2. Materials and methods 2.1. Study site

This research was carried out within a natural evergreen broad-leaved forest located in the Gesikao Nature Reserve (26°9′N, 117°28′E) in Fujian Province, China. The site is characterized by a subtropical monsoon climate, with mean annual temperature of 19.5 ℃ and mean annual precipitation of 1700 mm. The soils are classified as Oxisol (USDA Soil Taxonomy, Soil Survey Staff, 2014). The stand elevation ranges between 200 and 300 m with a northeast aspect. Historically a bamboo (Phyllostachys edulis) plantation abandoned prior to the 1940s, the area transitioned to its current evergreen broad-leaved forest composition by the 1970s. The forest has remained undisturbed for approximately five decades.

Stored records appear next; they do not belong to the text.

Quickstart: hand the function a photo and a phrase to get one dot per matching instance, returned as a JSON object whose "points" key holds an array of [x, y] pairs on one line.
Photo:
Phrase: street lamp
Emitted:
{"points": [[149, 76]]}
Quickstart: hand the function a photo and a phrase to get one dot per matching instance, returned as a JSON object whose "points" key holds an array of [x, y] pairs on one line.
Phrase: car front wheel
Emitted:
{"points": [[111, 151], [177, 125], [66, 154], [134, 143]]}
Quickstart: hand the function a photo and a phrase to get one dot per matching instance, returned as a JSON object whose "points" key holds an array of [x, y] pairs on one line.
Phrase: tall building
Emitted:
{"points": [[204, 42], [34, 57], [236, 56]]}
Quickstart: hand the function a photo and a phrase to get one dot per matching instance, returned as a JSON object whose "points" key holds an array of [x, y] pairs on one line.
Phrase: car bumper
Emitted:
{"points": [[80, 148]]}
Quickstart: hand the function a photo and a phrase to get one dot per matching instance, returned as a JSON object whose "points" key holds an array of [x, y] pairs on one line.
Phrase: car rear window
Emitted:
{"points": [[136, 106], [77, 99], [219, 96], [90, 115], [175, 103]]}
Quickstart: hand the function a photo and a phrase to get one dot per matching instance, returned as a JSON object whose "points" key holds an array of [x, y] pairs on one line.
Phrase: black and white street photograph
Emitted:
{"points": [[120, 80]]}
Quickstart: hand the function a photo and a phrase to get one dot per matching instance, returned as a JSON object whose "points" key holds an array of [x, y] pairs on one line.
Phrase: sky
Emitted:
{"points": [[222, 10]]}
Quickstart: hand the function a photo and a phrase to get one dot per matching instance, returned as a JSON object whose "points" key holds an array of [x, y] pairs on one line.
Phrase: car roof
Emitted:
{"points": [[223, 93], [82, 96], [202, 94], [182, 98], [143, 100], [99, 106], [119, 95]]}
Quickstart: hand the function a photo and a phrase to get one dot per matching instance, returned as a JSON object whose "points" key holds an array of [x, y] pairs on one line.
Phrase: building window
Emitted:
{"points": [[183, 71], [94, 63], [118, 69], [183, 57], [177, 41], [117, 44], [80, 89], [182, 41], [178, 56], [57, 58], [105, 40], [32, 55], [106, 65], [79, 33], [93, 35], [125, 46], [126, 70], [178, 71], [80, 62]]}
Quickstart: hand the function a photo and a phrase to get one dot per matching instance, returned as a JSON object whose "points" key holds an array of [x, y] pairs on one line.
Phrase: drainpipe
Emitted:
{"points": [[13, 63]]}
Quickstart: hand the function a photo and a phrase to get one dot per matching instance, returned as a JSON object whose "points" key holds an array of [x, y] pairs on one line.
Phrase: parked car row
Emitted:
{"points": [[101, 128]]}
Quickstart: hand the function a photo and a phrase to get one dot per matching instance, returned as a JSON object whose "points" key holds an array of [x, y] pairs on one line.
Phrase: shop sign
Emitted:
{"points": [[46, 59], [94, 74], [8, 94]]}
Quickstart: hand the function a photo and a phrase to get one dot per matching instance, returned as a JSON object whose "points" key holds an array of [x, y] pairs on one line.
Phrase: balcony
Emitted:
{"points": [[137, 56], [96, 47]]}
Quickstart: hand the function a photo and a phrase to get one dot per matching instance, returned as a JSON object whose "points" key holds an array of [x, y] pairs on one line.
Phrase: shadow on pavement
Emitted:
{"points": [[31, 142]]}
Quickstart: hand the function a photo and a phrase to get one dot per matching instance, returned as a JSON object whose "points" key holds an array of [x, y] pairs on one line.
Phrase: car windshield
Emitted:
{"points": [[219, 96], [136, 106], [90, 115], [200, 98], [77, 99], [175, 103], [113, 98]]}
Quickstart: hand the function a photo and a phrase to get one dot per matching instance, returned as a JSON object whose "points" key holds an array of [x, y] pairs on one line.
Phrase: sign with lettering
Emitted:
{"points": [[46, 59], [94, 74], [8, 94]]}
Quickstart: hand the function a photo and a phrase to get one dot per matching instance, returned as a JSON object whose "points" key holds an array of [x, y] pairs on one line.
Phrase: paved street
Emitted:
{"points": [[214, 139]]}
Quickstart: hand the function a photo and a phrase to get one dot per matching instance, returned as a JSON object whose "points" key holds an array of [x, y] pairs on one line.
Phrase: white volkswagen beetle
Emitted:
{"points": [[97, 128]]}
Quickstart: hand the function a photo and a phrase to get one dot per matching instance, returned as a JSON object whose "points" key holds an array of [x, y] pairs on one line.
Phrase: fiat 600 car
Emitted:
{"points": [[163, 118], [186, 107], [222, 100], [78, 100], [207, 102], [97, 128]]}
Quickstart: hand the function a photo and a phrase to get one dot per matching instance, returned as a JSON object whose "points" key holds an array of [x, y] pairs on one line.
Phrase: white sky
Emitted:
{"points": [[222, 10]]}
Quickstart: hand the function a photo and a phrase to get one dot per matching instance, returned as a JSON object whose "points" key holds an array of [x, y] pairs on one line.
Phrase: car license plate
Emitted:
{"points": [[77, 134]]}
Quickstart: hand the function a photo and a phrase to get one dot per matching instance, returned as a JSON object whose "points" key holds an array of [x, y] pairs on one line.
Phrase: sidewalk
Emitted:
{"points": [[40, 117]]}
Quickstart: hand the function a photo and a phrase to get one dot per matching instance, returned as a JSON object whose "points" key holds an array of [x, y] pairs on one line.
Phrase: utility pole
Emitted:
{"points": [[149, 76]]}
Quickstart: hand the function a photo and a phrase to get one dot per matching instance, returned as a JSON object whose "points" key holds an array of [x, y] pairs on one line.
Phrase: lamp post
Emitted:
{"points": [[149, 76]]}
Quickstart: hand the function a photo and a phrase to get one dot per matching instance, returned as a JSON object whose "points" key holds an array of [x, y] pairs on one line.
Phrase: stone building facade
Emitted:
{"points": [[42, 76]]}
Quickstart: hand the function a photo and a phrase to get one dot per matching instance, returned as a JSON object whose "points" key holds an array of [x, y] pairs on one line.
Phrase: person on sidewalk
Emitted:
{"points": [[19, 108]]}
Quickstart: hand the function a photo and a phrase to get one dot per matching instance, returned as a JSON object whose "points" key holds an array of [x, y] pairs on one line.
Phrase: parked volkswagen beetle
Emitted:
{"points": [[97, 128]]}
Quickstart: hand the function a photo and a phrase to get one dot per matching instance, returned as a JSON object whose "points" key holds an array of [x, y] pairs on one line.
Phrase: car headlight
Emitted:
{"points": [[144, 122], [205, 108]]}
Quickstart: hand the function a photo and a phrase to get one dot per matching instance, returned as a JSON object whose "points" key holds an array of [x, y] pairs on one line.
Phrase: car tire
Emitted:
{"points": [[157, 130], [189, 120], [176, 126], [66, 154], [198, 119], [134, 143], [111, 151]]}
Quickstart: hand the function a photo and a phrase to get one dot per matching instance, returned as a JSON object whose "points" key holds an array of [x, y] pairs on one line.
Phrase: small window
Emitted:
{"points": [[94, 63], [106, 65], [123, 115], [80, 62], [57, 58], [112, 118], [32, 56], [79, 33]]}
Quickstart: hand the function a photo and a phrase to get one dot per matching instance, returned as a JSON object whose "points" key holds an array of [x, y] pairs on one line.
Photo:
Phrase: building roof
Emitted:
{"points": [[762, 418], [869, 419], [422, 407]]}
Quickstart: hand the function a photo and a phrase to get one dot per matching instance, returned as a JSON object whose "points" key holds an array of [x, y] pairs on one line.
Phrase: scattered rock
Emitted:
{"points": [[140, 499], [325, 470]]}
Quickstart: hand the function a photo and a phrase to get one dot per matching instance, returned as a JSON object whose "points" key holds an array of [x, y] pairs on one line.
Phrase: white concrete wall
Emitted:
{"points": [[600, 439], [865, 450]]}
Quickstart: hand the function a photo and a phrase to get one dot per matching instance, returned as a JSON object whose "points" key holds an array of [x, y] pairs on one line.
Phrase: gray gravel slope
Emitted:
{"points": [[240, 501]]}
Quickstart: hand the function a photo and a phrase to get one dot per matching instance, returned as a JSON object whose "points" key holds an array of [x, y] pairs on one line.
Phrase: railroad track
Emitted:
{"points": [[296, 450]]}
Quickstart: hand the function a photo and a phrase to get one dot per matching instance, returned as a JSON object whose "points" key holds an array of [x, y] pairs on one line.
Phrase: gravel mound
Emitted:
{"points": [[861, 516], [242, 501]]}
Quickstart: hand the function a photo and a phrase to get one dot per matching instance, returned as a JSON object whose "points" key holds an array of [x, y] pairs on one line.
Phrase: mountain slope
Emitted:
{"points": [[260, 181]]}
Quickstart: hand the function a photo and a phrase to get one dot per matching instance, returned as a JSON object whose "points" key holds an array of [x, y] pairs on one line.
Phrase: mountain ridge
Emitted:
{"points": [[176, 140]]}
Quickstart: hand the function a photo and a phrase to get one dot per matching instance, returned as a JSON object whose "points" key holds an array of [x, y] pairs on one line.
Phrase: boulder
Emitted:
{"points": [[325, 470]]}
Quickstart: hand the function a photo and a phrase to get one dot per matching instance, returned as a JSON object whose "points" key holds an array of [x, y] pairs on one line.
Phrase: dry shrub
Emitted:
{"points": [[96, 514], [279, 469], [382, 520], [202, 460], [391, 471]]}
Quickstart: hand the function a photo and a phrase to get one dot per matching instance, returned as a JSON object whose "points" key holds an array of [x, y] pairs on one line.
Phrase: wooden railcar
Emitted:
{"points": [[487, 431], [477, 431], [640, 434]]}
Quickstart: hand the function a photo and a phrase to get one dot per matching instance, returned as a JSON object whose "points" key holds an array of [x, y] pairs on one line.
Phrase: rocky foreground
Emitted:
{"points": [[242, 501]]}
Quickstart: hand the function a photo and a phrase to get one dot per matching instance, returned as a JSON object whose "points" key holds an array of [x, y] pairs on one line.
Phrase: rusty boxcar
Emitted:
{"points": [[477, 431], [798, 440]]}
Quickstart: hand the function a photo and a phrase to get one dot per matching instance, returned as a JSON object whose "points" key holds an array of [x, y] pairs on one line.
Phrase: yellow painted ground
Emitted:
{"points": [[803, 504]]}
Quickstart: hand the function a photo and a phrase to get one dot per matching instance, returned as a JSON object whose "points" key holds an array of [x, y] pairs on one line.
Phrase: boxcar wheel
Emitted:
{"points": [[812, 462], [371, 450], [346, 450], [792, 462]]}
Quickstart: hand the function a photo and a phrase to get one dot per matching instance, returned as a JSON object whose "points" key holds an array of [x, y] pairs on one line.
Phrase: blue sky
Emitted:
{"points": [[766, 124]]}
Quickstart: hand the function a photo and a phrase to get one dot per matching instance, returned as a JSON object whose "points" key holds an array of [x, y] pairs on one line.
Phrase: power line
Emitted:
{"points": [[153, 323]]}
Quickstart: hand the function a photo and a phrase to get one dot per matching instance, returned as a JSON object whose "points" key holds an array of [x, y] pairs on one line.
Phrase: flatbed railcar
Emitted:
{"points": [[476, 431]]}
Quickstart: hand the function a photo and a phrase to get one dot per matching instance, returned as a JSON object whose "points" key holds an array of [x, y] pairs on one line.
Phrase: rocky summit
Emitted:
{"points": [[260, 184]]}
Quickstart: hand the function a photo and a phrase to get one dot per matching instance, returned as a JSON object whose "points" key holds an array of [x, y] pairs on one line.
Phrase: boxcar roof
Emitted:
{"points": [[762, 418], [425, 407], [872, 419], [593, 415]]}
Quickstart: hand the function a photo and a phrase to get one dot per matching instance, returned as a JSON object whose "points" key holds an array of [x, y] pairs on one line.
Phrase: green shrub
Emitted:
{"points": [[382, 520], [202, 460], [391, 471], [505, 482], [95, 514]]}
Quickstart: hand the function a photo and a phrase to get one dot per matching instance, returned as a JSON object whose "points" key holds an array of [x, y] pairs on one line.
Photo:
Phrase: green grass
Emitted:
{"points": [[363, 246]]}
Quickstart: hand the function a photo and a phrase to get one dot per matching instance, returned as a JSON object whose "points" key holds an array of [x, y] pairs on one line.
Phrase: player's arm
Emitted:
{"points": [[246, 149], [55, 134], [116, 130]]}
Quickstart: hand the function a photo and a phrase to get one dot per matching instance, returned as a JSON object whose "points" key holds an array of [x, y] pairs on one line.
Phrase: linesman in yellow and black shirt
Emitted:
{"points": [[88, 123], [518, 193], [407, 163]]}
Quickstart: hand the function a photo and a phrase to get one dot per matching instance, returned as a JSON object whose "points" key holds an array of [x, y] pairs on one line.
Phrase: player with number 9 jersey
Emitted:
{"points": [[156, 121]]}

2.2. Species selection and plot establishment

A 4-ha permanent plot (100 m × 400 m) was established in December 2019. We selected 17 AM tree species spanning 14 families and 17 genera (Table S1). For each species, between four and seven individuals with comparable height and diameter at breast height (DBH) were chosen, yielding 89 sample trees. To ensure independence, conspecific individuals were separated by at least 15 m.

2.3. Root bag preparation and phosphorus addition

To evaluate root foraging responses, we used a root bag technique that isolated roots of individual species in controlled soil environments. Soil was collected from the top 20 cm, homogenized, and sieved (5 mm mesh) to remove debris. Contour lines spaced 10 m apart were established along the slope, with 20 sampling points per line. The soil background values are shown in Table S2.

Each root bag received 3 kg of prepared soil in January 2020. Two treatments were applied: unfertilized Control patches and P-rich patches. For each tree, both treatments were replicated twice, resulting in 356 root bags. Lignified roots (5 mm diameter) were traced back to the target tree, and all fine lateral roots were removed. A 20 cm segment was then inserted into a nylon mesh bag (30 × 30 cm) designed with a top mesh size of 0.25 mm to allow infiltration of nutrients and water, and a bottom mesh size of 0.15 mm to prevent intrusion by roots of other species. This approach ensured that all subsequent lateral root growth within the bag represented new root proliferation in response to the experimental treatment. Following a light irrigation, a protective nylon mesh (40 cm × 40 cm, 0.15 mm openings) was placed over each root bag to function as a physical barrier. Subsequently, the native soil and litter were reapplied to cover the bags.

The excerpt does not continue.